La libertad no es para el presidente un mero recurso discursivo para inflar el corazón de los oyentes (si algo destaca a Lacalle Pou es que apela a la razón, no a las emociones). En lo que sería un movimiento magistral (y que va incluso contra lo acordado por su coalición), el mandatario se propone seguir adelante con la necesaria desmonopolización de la estatal ANCAP, liberando la importación y refinación de combustibles.
Además, Lacalle Pou negó a la central sindical (PIT-CNT) el uso de la cadena nacional para su mensaje del 1 de mayo. Con esta decisión, el presidente demuestra que comprende un principio básico: un mensaje que es potencialmente de interés general no es necesariamente un asunto de Estado. Los sindicatos son libres de expresar cuanto crean pertinente, pero no pueden hacer uso de las herramientas estatales para ello, mucho menos cuando se trata de un mecanismo obsoleto y con olor a autoritarismo (solo las dictaduras recurren a un “Aló, Presidente”).

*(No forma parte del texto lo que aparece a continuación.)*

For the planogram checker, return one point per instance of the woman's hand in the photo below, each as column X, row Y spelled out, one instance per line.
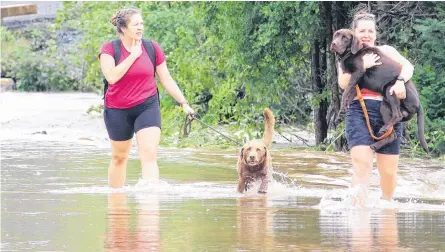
column 187, row 109
column 370, row 60
column 399, row 89
column 136, row 48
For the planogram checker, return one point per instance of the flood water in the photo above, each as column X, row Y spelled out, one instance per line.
column 54, row 194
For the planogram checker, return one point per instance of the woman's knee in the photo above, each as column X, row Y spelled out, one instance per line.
column 148, row 151
column 387, row 165
column 119, row 159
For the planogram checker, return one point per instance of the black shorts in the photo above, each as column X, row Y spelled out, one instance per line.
column 123, row 123
column 357, row 132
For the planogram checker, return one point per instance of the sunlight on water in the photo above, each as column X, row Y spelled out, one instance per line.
column 54, row 194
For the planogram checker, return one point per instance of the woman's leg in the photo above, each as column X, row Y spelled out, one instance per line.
column 362, row 167
column 388, row 166
column 148, row 142
column 118, row 165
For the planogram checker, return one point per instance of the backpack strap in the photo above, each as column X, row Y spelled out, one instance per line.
column 117, row 50
column 148, row 45
column 117, row 55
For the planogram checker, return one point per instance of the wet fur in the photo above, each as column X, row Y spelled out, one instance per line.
column 349, row 51
column 254, row 161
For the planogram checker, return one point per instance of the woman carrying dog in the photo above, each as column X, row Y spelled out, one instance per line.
column 131, row 101
column 357, row 134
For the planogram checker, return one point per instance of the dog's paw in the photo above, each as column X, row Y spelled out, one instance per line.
column 337, row 121
column 382, row 131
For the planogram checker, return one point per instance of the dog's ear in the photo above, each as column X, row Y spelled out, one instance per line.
column 356, row 45
column 241, row 153
column 241, row 162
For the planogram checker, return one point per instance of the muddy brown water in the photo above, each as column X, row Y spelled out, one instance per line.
column 54, row 194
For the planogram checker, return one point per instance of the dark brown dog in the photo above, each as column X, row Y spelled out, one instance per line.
column 254, row 161
column 349, row 51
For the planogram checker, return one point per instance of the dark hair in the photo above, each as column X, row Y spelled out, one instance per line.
column 122, row 17
column 362, row 15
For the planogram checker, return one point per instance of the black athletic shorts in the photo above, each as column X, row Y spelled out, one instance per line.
column 357, row 132
column 123, row 123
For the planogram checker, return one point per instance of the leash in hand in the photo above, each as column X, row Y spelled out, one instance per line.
column 191, row 117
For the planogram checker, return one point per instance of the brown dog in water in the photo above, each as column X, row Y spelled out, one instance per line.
column 254, row 160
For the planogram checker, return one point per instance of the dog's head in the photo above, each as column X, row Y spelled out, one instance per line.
column 254, row 154
column 345, row 40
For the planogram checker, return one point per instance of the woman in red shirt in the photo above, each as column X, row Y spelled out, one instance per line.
column 357, row 134
column 131, row 101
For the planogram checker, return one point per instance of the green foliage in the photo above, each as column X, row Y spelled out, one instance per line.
column 231, row 59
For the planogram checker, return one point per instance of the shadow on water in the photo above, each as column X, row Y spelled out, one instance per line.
column 54, row 196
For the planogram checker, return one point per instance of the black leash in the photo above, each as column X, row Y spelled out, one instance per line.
column 193, row 117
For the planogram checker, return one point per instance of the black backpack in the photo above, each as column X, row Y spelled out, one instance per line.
column 148, row 45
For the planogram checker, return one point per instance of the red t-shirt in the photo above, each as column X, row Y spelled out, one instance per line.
column 138, row 83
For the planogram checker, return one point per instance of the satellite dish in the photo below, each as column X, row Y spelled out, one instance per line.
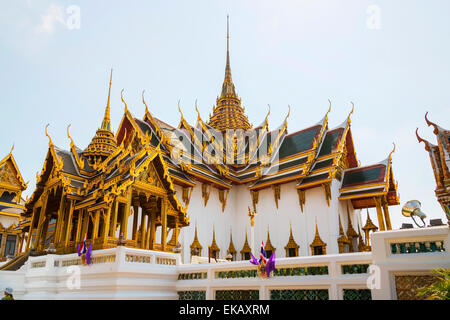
column 412, row 209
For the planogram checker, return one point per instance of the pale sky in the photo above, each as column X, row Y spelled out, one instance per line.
column 391, row 58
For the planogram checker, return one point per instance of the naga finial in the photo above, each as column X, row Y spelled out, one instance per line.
column 121, row 96
column 143, row 100
column 179, row 109
column 429, row 123
column 198, row 112
column 420, row 139
column 289, row 112
column 267, row 116
column 46, row 133
column 393, row 150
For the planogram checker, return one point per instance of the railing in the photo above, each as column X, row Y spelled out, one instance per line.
column 309, row 278
column 113, row 255
column 417, row 247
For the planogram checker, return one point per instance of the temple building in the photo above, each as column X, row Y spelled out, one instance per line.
column 217, row 188
column 440, row 162
column 11, row 208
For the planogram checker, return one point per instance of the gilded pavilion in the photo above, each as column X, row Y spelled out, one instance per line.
column 11, row 207
column 139, row 186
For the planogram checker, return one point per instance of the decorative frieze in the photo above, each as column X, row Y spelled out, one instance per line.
column 187, row 192
column 301, row 198
column 299, row 294
column 223, row 195
column 206, row 190
column 327, row 189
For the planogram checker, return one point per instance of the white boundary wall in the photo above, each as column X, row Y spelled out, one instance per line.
column 126, row 273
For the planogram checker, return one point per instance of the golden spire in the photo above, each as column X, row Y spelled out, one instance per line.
column 106, row 124
column 228, row 114
column 227, row 67
column 196, row 244
column 104, row 142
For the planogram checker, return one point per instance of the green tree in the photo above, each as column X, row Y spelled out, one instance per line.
column 440, row 289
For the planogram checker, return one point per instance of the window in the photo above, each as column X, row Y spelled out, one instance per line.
column 292, row 252
column 10, row 248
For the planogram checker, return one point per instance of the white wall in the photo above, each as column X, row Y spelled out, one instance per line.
column 278, row 220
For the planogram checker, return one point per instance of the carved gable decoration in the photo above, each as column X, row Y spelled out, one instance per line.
column 150, row 176
column 7, row 175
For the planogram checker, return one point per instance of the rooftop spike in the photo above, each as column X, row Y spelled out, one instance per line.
column 227, row 68
column 106, row 124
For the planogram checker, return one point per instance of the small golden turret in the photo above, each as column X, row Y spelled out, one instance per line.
column 103, row 143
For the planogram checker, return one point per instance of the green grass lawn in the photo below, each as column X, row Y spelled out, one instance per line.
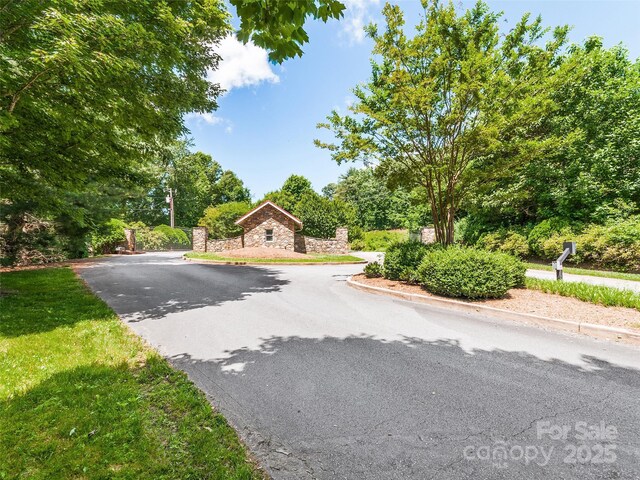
column 313, row 258
column 82, row 397
column 586, row 271
column 610, row 297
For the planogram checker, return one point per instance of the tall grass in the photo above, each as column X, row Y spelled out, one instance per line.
column 607, row 296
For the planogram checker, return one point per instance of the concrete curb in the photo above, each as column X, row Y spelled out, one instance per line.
column 599, row 331
column 271, row 264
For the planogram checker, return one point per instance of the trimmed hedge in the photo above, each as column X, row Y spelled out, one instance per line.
column 470, row 273
column 402, row 259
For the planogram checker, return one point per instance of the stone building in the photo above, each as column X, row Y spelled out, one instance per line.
column 271, row 226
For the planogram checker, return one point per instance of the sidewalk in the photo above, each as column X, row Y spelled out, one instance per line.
column 569, row 277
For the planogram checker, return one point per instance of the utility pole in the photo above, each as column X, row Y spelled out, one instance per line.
column 170, row 202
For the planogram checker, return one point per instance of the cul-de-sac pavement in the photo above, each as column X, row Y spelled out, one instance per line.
column 324, row 381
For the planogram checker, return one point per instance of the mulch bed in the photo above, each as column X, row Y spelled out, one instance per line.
column 534, row 302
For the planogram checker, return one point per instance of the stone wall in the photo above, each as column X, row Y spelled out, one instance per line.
column 130, row 243
column 222, row 244
column 199, row 242
column 269, row 218
column 338, row 245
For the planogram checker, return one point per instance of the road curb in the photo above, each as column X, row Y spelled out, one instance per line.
column 599, row 331
column 257, row 264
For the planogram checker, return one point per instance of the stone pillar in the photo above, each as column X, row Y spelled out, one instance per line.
column 342, row 237
column 428, row 235
column 130, row 236
column 200, row 236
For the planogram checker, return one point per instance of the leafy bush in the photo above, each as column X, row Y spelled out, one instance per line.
column 543, row 231
column 505, row 241
column 220, row 220
column 357, row 245
column 108, row 236
column 373, row 270
column 402, row 259
column 379, row 240
column 470, row 273
column 175, row 236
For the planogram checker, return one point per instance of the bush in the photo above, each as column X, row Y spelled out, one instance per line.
column 357, row 245
column 220, row 220
column 505, row 241
column 543, row 231
column 373, row 270
column 108, row 236
column 379, row 240
column 402, row 259
column 175, row 236
column 470, row 273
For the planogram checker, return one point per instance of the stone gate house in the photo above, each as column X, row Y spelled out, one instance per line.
column 271, row 226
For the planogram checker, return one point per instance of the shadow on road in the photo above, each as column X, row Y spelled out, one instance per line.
column 358, row 407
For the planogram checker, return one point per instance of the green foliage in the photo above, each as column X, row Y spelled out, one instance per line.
column 440, row 104
column 403, row 258
column 377, row 207
column 505, row 241
column 278, row 26
column 379, row 241
column 373, row 270
column 607, row 296
column 470, row 273
column 175, row 236
column 220, row 220
column 594, row 175
column 321, row 216
column 79, row 390
column 543, row 231
column 108, row 236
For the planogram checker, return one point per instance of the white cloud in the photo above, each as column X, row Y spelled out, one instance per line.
column 241, row 65
column 357, row 16
column 209, row 118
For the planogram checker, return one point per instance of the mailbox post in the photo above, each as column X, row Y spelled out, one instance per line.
column 569, row 249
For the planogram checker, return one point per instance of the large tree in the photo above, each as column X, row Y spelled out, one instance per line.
column 441, row 103
column 92, row 92
column 593, row 176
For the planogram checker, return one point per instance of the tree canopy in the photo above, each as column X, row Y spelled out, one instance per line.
column 439, row 104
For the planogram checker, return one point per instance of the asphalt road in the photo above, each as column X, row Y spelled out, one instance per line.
column 323, row 381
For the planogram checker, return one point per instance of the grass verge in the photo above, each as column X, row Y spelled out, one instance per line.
column 311, row 259
column 82, row 397
column 607, row 296
column 586, row 271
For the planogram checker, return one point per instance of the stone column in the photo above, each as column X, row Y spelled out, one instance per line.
column 130, row 236
column 342, row 236
column 428, row 235
column 200, row 236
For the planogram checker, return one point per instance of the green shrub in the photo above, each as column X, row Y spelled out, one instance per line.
column 108, row 236
column 402, row 259
column 505, row 241
column 357, row 245
column 175, row 236
column 470, row 273
column 373, row 270
column 544, row 230
column 379, row 240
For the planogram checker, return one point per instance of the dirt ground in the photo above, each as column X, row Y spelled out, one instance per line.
column 534, row 302
column 261, row 252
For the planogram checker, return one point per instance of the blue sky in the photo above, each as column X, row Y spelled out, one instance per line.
column 266, row 123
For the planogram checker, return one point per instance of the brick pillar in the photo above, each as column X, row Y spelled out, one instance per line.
column 428, row 235
column 342, row 235
column 200, row 236
column 130, row 236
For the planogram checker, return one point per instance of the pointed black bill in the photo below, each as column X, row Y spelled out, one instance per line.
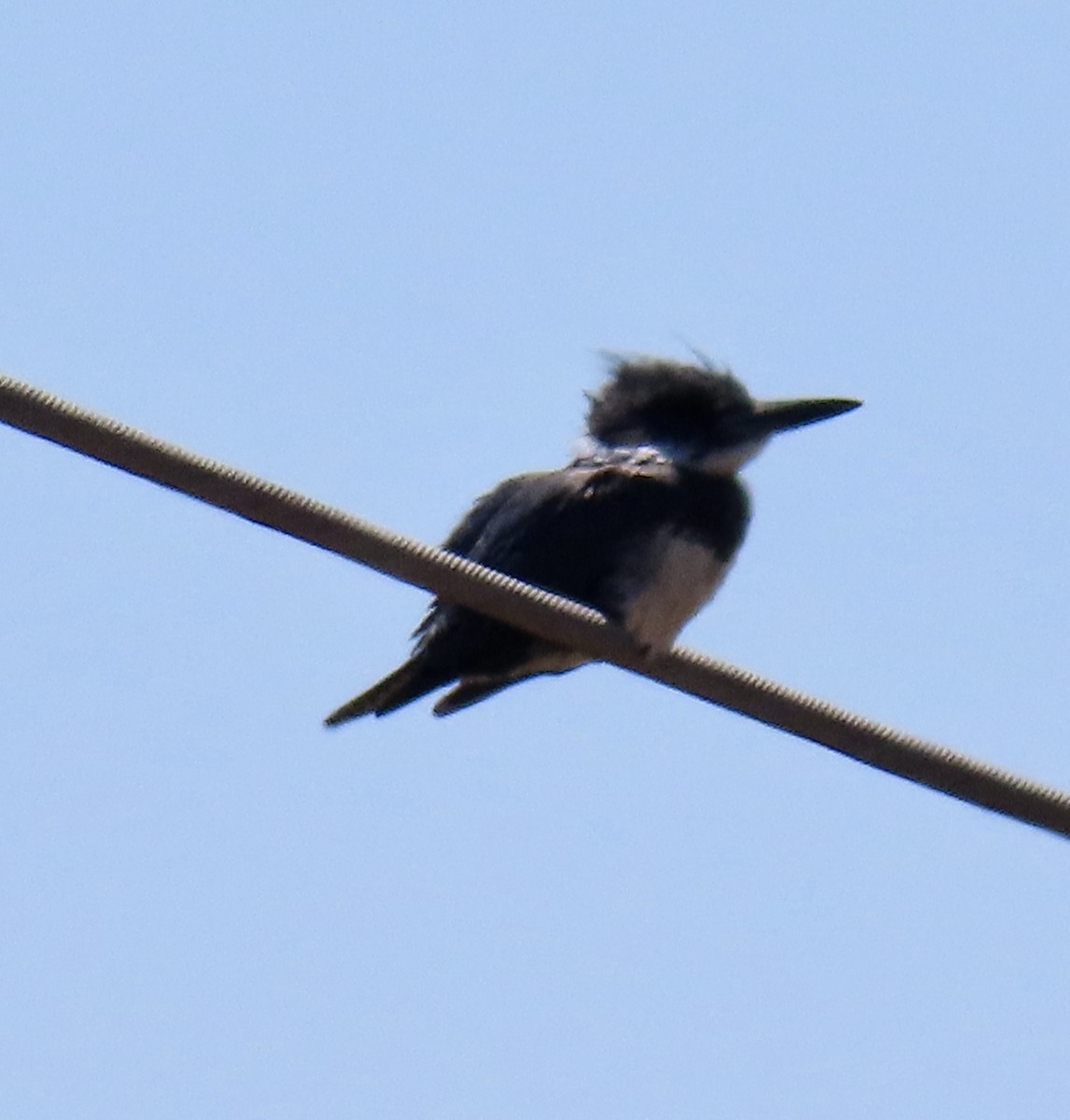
column 771, row 417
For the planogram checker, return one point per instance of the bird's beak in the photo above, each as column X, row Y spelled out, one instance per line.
column 770, row 417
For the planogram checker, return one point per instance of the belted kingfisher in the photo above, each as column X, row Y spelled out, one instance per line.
column 642, row 525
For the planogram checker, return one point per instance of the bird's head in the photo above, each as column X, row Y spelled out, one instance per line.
column 698, row 414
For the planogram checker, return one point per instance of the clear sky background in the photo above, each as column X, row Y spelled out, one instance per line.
column 373, row 251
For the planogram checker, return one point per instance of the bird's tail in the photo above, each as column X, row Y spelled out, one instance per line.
column 404, row 684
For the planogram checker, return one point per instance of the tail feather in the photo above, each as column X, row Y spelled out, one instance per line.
column 472, row 692
column 404, row 684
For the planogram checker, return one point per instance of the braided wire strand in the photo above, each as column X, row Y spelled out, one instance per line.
column 549, row 616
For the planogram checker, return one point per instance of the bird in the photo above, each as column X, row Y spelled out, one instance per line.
column 642, row 525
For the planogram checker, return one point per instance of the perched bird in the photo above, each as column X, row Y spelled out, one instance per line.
column 642, row 525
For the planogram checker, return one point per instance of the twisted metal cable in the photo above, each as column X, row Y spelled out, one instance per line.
column 549, row 616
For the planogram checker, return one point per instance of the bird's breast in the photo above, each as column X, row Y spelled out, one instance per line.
column 679, row 577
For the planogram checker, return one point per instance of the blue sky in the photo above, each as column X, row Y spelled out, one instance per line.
column 373, row 252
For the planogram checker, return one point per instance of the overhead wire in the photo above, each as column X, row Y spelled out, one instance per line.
column 549, row 616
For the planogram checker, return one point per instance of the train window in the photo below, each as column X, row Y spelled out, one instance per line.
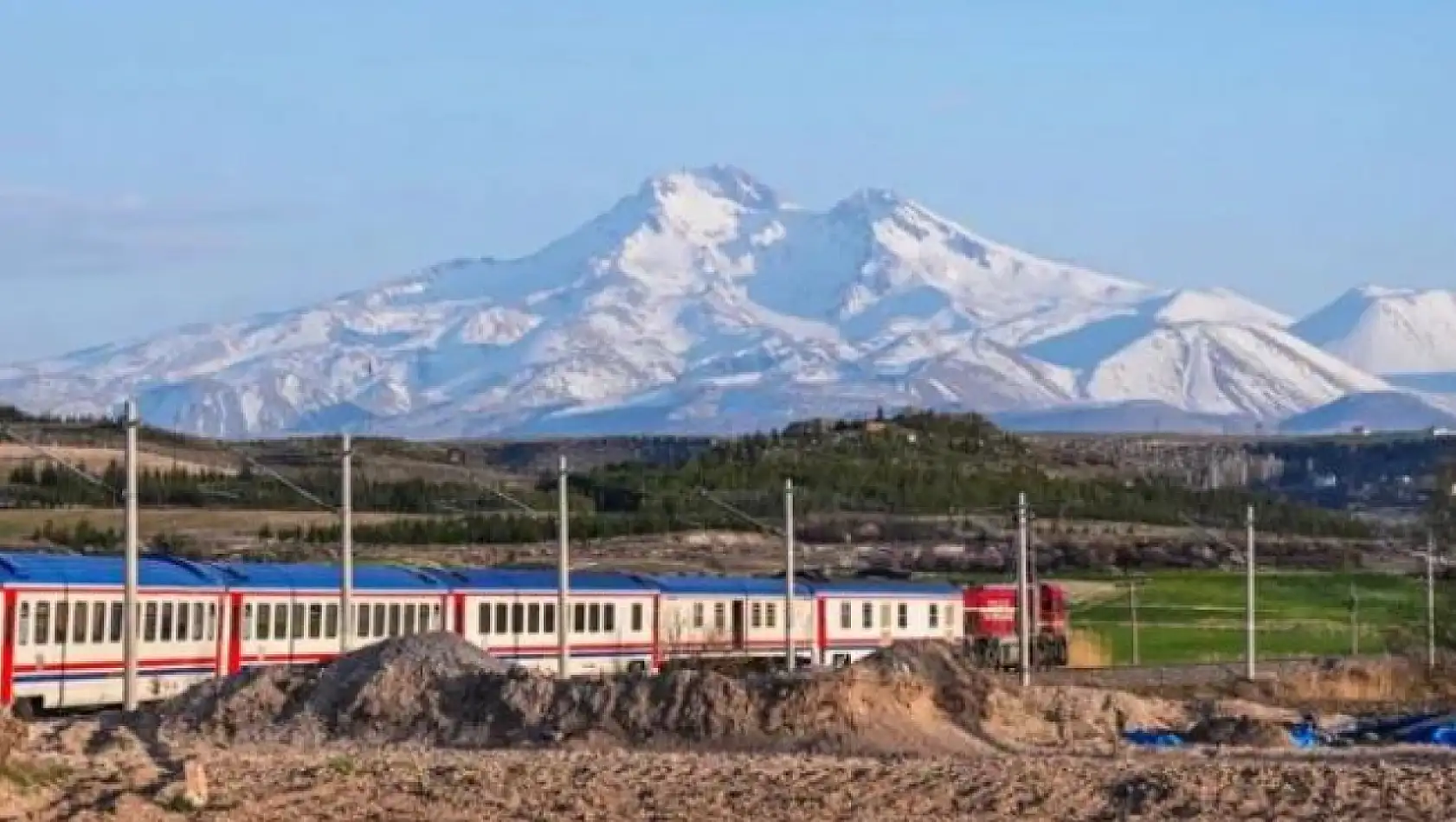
column 98, row 623
column 117, row 621
column 42, row 623
column 63, row 612
column 149, row 623
column 82, row 623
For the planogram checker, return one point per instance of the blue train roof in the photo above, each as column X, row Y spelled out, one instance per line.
column 156, row 570
column 723, row 585
column 886, row 588
column 324, row 576
column 536, row 580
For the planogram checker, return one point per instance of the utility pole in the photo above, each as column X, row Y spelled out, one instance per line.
column 1248, row 600
column 788, row 575
column 563, row 575
column 1022, row 593
column 1430, row 600
column 1131, row 607
column 128, row 607
column 347, row 546
column 1355, row 620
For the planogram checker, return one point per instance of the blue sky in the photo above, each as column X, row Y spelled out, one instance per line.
column 172, row 162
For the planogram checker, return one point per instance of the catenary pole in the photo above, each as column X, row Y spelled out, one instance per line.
column 1249, row 616
column 1430, row 600
column 1022, row 591
column 563, row 574
column 130, row 570
column 788, row 575
column 347, row 546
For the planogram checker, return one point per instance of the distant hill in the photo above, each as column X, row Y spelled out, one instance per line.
column 1376, row 412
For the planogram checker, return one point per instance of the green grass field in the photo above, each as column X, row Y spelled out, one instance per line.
column 1199, row 616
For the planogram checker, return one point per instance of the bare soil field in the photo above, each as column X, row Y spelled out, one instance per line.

La libertad, la austeridad y el sentido común se apuntan como los pilares del Uruguay del futuro, ese con el que siempre soñamos, ese que hemos bosquejado tantas veces bajo el más celeste de los cielos.
Y más allá de discrepancias —en lo personal, prefiero el término “república” a “patria”, y desearía que la famosa “misa”, incluso en tanto “evento intrarreligioso”, no hubiese sido comunicada por medios oficiales— no me cabe la menor duda de que este liberal convencido derivado en presidente es una baza fundamental que los uruguayos podemos presumir.
“Hace muchos años que enfrento una batalla con (Thomas) Hobbes. El hombre no es el lobo del hombre. El hombre es un ser que vive en paz y debe cuidar a sus semejantes”. — Luis Lacalle Pou.